Die Pläne von CDU, CSU und FDP für eine stärkere steuerliche Förderung von Familien stoßen bei Fachleuten auf harsche Kritik. Das Konzept der Union koste Milliarden, bevorzuge Gut- und Spitzenverdiener und halte Frauen davon ab, nach der Geburt eines Kindes in den Job zurückzukehren, heißt es in einer Studie des Deutschen Instituts für Wirtschaftsforschung (DIW), die an diesem Mittwoch veröffentlicht wird ( hier als PDF). In dem Papier räumt das DIW auch mit der Behauptung auf, in Frankreich würden Familien steuerlich deutlich besser behandelt als in Deutschland. Das Gegenteil sei der Fall, so die Forscher.

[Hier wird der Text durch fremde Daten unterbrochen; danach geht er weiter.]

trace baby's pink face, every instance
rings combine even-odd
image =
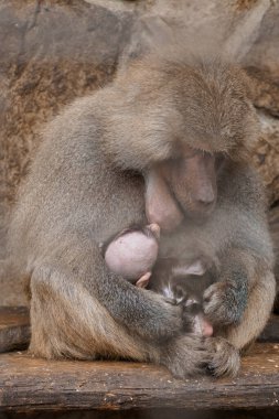
[[[158,241],[153,235],[132,230],[112,240],[106,250],[108,268],[129,280],[137,280],[151,271],[158,257]]]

In ihren Wahlprogrammen sprechen sich Union und FDP dafür aus, das Ehegattensplitting zu einer Art Familiensplitting weiterzuentwickeln. Die Idee stammt aus Frankreich, wo die Finanzämter das Familieneinkommen rein rechnerisch nicht nur auf die Ehepartner, sondern auch auf die Kinder verteilen. Dadurch sinkt für die Familie insgesamt die Steuerlast. Union und FDP orientieren sich allerdings weniger an diesem Modell, sondern wollen den steuerlichen Grundfreibetrag für Kinder von 7008 Euro im Jahr auf das Erwachsenenniveau von demnächst 8354 Euro anheben. CDU und CSU planen parallel eine Erhöhung des Kindergelds um 35 Euro. Für das erste und zweite Kind würden Eltern damit je 219, für das dritte 225 und für jedes weitere Kind 250 Euro im Monat erhalten.
Ungleiche Verteilung
Das DIW hat in seinem neuen Wochenbericht das Konzept der Union näher untersucht. Demnach würden Familien durch die Reform im Schnitt um 700 Euro entlastet. Die Verbesserungen wären jedoch sehr ungleich verteilt: Während Geringverdiener nur 300 Euro mehr im Jahr hätten, kämen Bezieher durchschnittlicher und hoher Gehälter auf bis zu 866 Euro. Komplett leer gingen Familien aus, die Hartz IV beziehen. Sie profitierten naturgemäß weder vom höheren Freibetrag noch von der Anhebung des Kindergelds, weil Letzteres auf ihre Sozialleistungen angerechnet wird. "Erhöhungen des Kindergelds werden diesen Familien also direkt wieder weggenommen", heißt es in der Untersuchung.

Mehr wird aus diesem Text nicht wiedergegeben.